Appetizers
August 20, 2008
Vidal Statistic: Rare Wine Fills the Governor's Cup

The lineup for today's sweepstakes round of the 2008 New York Wine & Food Classic pretty much backed up a claim often made by the state's vintners: New York makes more kinds of wine than any other state. Fifty wines were up for the competition's highest honor, the Governor's Cup. Many of them were varietals you don't find made in California: traminette, vignoles, cayuga, vergennes and rkatsiteli, to name a few. Ten rieslings were nominated for the Governor's Cup, the biggest contingent in the final series of votes, but they represented four different styles of wine, from bone dry to an "ice wine" with 18 percent residual sugar, further reflecting the wide range of wines made in New York.
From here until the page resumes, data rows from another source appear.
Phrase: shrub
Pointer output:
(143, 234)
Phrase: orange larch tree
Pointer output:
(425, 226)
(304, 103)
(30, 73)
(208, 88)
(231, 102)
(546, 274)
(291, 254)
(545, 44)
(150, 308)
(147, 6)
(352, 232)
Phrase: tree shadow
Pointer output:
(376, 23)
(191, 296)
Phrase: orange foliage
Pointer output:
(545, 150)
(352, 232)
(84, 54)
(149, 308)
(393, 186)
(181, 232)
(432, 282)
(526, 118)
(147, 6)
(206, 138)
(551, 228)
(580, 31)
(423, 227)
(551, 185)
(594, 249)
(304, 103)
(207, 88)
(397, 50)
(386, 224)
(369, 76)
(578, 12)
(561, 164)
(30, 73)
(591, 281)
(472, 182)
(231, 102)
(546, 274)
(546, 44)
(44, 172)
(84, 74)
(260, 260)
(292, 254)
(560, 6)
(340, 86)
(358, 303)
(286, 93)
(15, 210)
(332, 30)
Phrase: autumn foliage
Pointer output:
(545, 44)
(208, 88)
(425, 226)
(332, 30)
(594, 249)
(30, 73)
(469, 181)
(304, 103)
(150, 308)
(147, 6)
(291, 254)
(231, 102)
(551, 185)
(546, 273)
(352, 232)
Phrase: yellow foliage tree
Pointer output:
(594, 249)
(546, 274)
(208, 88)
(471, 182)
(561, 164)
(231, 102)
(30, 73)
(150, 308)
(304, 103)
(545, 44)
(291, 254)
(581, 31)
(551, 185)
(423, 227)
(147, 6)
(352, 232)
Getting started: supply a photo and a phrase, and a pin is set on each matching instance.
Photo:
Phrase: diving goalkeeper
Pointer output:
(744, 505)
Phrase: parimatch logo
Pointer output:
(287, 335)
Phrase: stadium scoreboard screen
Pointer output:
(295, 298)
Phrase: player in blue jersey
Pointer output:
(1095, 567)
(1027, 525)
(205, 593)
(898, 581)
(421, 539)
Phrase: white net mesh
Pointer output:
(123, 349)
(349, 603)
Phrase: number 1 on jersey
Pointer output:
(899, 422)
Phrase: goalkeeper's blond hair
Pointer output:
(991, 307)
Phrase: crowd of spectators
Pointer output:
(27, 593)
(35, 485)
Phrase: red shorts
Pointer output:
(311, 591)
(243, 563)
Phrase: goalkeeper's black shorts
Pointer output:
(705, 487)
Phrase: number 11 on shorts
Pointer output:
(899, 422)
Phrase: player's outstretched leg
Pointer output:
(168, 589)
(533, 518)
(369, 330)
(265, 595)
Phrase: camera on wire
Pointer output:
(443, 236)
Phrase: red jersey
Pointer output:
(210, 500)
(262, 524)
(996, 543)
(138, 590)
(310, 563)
Incidentally, not a single gewurztraminer or pinot noir made it to the sweepstakes round, not because the varieties aren't grown in New York but because judges couldn't find any candidates worthy of nominating, a development puzzling to the competition's organizers. Nor was any zinfandel nominated for sweepstakes, which wasn't surprising at all given that the variety doesn't seem to be grown in the state.

The sweepstakes round involved whittling the field down to a handful of wines - best white wine, best dessert wine and so forth. From those last few nominees, the Governor's Cup winner eventually was singled out. This year's winner is the Swedish Hill Winery 2007 Finger Lakes Vidal Blanc, which sells for $11. Vidal blanc is the name of the grape, a French/American hybrid developed in Bordeaux by crossing the obscure variety ugni blanc with the even more obscure variety seibel 4986. A lot of this sort of breeding goes on in New York as vintners try to come up with vines that both yield the kind of fruity flavors people like in wine and possess the strength to survive in a hostile climate - humid in the summer, freezing in the winter. The winning Swedish Hill vidal blanc is a pretty wine, distinctly floral in smell, fruity in flavor and persistent in finish. It has nearly two percent sugar, but it didn't taste that sweet thanks to the crispness of its nicely balancing acidity. It has fruit qualities that invite comparisons with riesling, but its body felt rounder and fleshier than the rieslings. Just a little more than 100 acres of vidal blanc are grown in New York, so whether it ever will become a major player in the state's continuing viticulture development remains uncertain. In the voting for best white wine, which the Swedish Hill had to win to be up for the Governor's Cup, it just barely edged out the Hosmer Winery 2007 Finger Lakes Cayuga Lake Riesling, which sells for $12. Unfortunately for Californians looking for either a new kind of wine to explore or a riesling that delivers plenty of intense flavor at a bargain price, not much of either the Swedish Hill or the Hosmer is going to make it to the West, if at all. The Finger Lakes this time of year, however, is a great place to visit.